Mais les forces pro-Haftar ont fait monter les enchères à la veille des pourparlers en bloquant les exportations de pétrole dans les principaux ports de la Libye, paralysant la principale source de revenus du pays pour protester contre la décision de la Turquie d’envoyer des troupes pour étayer le gouvernement de l’accord national (GNA) basé à Tripoli à Sarraj ).
Avant les pourparlers, le président turc Recep Tayyip Erdogan s’est déchaîné contre Haftar, affirmant qu’il devait abandonner son « attitude hostile » pour que la Libye ait une chance de gagner la paix.
La crise pétrolière flamboyante a souligné l’impact dévastateur de l’influence étrangère dans le conflit, dans lequel le GNA de Sarraj est soutenu par la Turquie et le Qatar tandis que Haftar a le soutien de la Russie, de l’Égypte et des Émirats arabes unis.
Exprimant ses « inquiétudes aiguës concernant l’arrivée de combattants syriens et étrangers dans la ville de Tripoli », le président français Emmanuel Macron a déclaré lors de l’ouverture du sommet de Berlin que « cela devait prendre fin ».
Si tout se passe comme prévu, toutes les parties signeront un plan pour s’abstenir de toute ingérence et s’engageront à une trêve qui conduira à une fin durable des hostilités, selon un projet de communiqué final vu par l’AFP.

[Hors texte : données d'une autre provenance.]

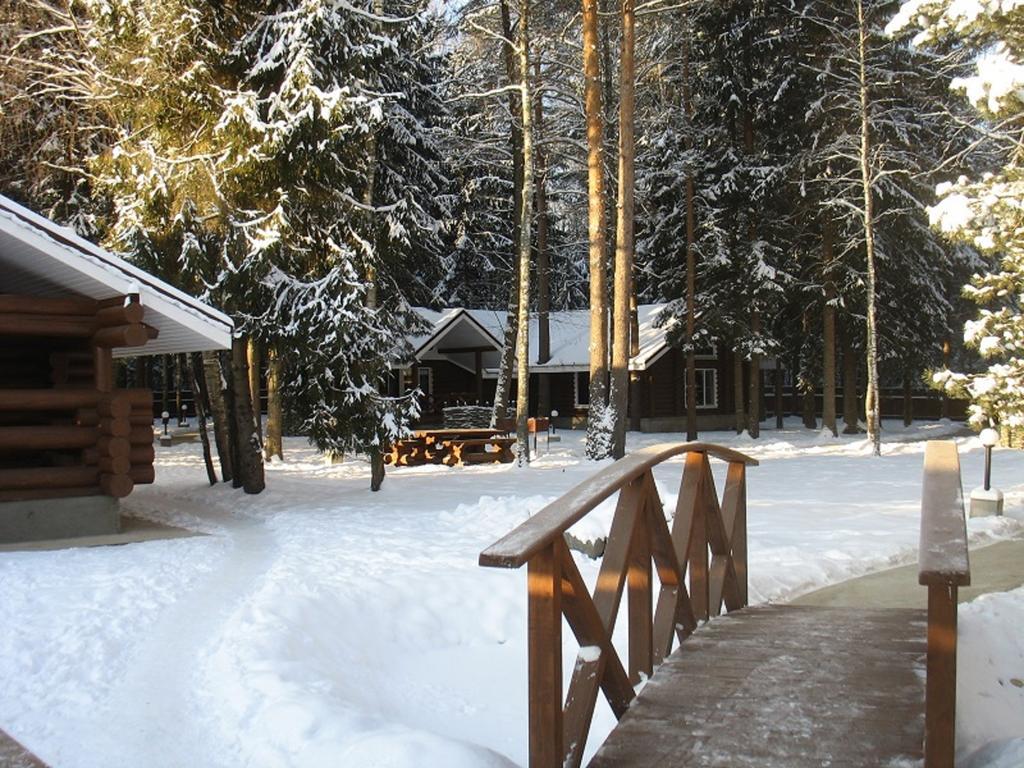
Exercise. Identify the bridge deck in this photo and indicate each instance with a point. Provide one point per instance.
(786, 686)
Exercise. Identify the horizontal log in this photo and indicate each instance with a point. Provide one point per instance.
(133, 335)
(142, 454)
(113, 445)
(18, 304)
(47, 399)
(44, 325)
(116, 428)
(140, 398)
(142, 474)
(27, 495)
(45, 437)
(47, 477)
(115, 465)
(120, 315)
(117, 485)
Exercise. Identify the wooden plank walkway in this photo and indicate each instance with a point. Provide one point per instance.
(12, 755)
(786, 686)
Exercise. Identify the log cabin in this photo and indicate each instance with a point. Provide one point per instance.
(456, 363)
(72, 443)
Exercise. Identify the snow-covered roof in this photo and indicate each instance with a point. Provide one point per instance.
(41, 258)
(569, 332)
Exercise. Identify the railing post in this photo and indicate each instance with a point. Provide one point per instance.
(739, 531)
(545, 649)
(699, 583)
(940, 690)
(641, 614)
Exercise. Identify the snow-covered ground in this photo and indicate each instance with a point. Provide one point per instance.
(322, 625)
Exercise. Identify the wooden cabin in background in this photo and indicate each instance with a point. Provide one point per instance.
(72, 443)
(456, 364)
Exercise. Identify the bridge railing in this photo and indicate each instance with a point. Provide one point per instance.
(943, 567)
(700, 566)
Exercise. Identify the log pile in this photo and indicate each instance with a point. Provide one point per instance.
(65, 429)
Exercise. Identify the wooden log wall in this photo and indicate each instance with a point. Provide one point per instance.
(65, 429)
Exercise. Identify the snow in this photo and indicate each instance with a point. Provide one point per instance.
(321, 625)
(990, 681)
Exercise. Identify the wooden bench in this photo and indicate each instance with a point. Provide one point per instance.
(767, 686)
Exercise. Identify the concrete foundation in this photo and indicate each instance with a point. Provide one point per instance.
(58, 518)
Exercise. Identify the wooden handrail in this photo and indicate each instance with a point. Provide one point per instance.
(943, 555)
(944, 565)
(699, 564)
(517, 547)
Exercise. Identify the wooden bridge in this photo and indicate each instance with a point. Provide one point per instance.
(766, 686)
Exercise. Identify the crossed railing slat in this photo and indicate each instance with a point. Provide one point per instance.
(707, 542)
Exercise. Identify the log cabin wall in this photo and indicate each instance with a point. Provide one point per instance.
(65, 429)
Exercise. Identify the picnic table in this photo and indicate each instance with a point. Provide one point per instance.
(452, 446)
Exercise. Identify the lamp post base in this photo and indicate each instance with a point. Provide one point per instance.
(985, 503)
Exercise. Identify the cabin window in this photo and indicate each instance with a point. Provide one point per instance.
(425, 380)
(707, 387)
(581, 387)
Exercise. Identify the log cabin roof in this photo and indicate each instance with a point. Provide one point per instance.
(39, 257)
(569, 335)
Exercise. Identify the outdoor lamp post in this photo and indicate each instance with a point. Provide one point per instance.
(986, 500)
(165, 438)
(552, 437)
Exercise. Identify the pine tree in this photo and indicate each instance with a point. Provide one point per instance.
(985, 212)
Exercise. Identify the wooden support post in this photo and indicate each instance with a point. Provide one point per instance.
(545, 643)
(640, 610)
(699, 582)
(940, 696)
(478, 368)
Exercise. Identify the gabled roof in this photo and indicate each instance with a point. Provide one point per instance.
(569, 331)
(442, 322)
(41, 258)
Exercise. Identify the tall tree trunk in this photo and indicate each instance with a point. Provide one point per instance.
(503, 386)
(636, 391)
(274, 413)
(754, 407)
(754, 404)
(828, 333)
(598, 439)
(871, 403)
(850, 410)
(617, 396)
(218, 411)
(944, 402)
(226, 363)
(254, 383)
(907, 400)
(250, 452)
(691, 268)
(779, 415)
(200, 400)
(526, 213)
(740, 392)
(806, 379)
(543, 254)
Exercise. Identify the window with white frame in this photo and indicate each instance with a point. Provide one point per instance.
(707, 379)
(581, 389)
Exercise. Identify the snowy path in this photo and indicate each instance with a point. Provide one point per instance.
(322, 625)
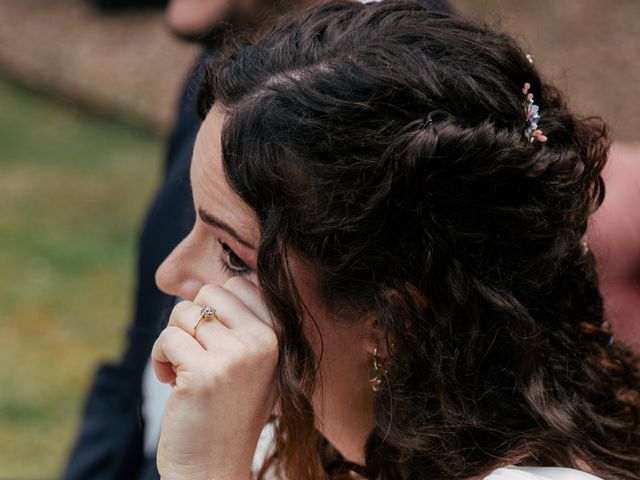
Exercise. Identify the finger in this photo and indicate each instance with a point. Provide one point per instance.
(205, 330)
(241, 321)
(230, 310)
(174, 349)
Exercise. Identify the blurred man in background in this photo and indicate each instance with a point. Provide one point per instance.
(121, 424)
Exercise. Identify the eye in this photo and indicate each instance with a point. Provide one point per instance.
(231, 263)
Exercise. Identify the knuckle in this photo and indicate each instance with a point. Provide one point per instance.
(207, 292)
(180, 309)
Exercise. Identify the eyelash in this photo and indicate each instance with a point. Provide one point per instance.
(226, 263)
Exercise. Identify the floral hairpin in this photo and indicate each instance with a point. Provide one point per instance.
(531, 115)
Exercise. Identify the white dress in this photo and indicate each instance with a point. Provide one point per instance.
(539, 473)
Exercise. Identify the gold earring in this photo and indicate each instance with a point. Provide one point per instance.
(377, 373)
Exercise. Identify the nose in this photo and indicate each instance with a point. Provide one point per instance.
(179, 275)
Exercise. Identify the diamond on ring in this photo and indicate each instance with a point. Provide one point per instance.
(206, 313)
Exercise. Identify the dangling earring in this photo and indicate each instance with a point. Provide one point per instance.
(377, 373)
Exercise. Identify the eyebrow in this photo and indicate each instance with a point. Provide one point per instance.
(209, 219)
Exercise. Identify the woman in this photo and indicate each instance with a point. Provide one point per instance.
(389, 257)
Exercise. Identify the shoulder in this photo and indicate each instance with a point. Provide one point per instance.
(539, 473)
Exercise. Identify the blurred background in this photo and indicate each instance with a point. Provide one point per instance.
(86, 100)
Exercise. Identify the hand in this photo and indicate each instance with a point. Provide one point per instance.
(223, 383)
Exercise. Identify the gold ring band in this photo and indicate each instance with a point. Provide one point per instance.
(206, 313)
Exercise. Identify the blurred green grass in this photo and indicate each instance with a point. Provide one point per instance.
(73, 190)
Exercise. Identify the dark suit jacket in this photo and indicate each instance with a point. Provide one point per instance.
(109, 444)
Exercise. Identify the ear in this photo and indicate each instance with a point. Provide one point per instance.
(402, 306)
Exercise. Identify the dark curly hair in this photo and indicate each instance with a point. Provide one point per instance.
(385, 143)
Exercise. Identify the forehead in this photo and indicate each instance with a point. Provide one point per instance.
(211, 192)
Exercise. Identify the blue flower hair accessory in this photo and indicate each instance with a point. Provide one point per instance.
(532, 116)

Ce document exhorte également toutes les parties à se réengager dans un embargo sur les armes de l’ONU très violé et ouvre la perspective de pourparlers politiques intra-libyens à Genève à la fin du mois.
Mais avec la multiplication des avertissements selon lesquels les promesses sont souvent peu respectées dans la réalité, les appels se multiplient pour que des observateurs internationaux contrôlent les promesses.
– «Des troupes de protection? –
La Libye est déchirée par les combats entre factions armées rivales depuis qu’un soulèvement soutenu par l’OTAN en 2011 a tué le dictateur Moamer Kadhafi.
Plus récemment, les troupes de Sarraj à Tripoli sont attaquées depuis avril par les forces de Haftar.
Les affrontements depuis avril ont tué plus de 280 civils et 2 000 combattants et déplacé des dizaines de milliers, jusqu’à ce qu’un cessez-le-feu fragile soutenu par Ankara et Moscou soit mis en place le 12 janvier.
Dans la dernière violation apparente du cessez-le-feu, les forces du GNA ont accusé dimanche les milices de Haftar d’avoir ouvert le feu sur elles dans le sud de Tripoli.
Sarraj a lancé un appel aux « troupes de protection » internationales si Haftar devait poursuivre son offensive, faisant écho à un appel similaire du diplomate en chef de l’UE, Josep Borrell, qui a souligné que des observateurs doivent être présents pour vérifier que tout cessez-le-feu et embargo sur les armes sont respectés.
Alors que l’idée s’accélère, le Premier ministre britannique Boris Johnson a déclaré que Londres serait prête à envoyer « des personnes et des experts » pour aider à surveiller le cessez-le-feu en Libye.
Le Premier ministre italien Giuseppe Conte a également déclaré que son pays « est prêt à apporter sa contribution ».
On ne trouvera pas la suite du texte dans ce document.